You may as well have posted something from The Sun.


----------



## Zenia (Jan 27, 2011)

I'm fat anyway. =P


----------



## CannonFodder (Jan 27, 2011)

SilverBehemoth said:


> http://www.dailymail.co.uk/health/a...heating-making-fat-stop-burning-calories.html
> 
> According to 'scientist' having your house warm and cosy will make you add weight, so fuck your heat and be cold!
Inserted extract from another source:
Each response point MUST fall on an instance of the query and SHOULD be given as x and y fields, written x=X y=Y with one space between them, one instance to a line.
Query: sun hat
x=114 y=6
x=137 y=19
 Actually being in the cold makes your body have to work more to keep your body temperature up.


----------



## Riavis (Jan 27, 2011)

I'm that asshole everyone hates that can't get fat no matter what. Bring it on


----------



## Joeyyy (Jan 27, 2011)

The breath I see when Im in my room must be pure calories... :V


----------



## CannonFodder (Jan 27, 2011)

Riavis said:


> I'm that asshole everyone hates that can't get fat no matter what. Bring it on


 HIgh-five another one here!


----------



## Riavis (Jan 27, 2011)

CannonFodder said:


> HIgh-five another one here!



*high-five to secret skinny guy handshake*


----------



## cad (Jan 27, 2011)

I'm never going to get fat, anyway. No matter what happens, I'm always tall and skinny.


----------



## Monster. (Jan 27, 2011)

I'm already a size 16, what the hell do I care? When I'm cold, I need some goddamn heat.


----------



## Catilda Lily (Jan 27, 2011)

If that is how it works than I will be a size zero come summer. It's freezing in my dorm room and I have no way to turn up the heat.


----------



## SilverBehemoth (Jan 27, 2011)

LizardKing said:


> You may as well have posted something from The Sun.


 
I'll probably do that next time, I just decided to post it cause it was ridiculous, and yeah just being the dailymail. I'll enjoy my heat anyways, since I'm already on the big side.


----------



## Lobar (Jan 27, 2011)

LizardKing said:


> You may as well have posted something from The Sun.


 
Please, that's really an unfair shot at the journalistic integrity of The Sun.


----------



## Vo (Jan 27, 2011)

This applies also to air conditioning. Cracked is obviously a good authority on this subject. Besides, it seems self-evident that Real Men don't need climate control.


----------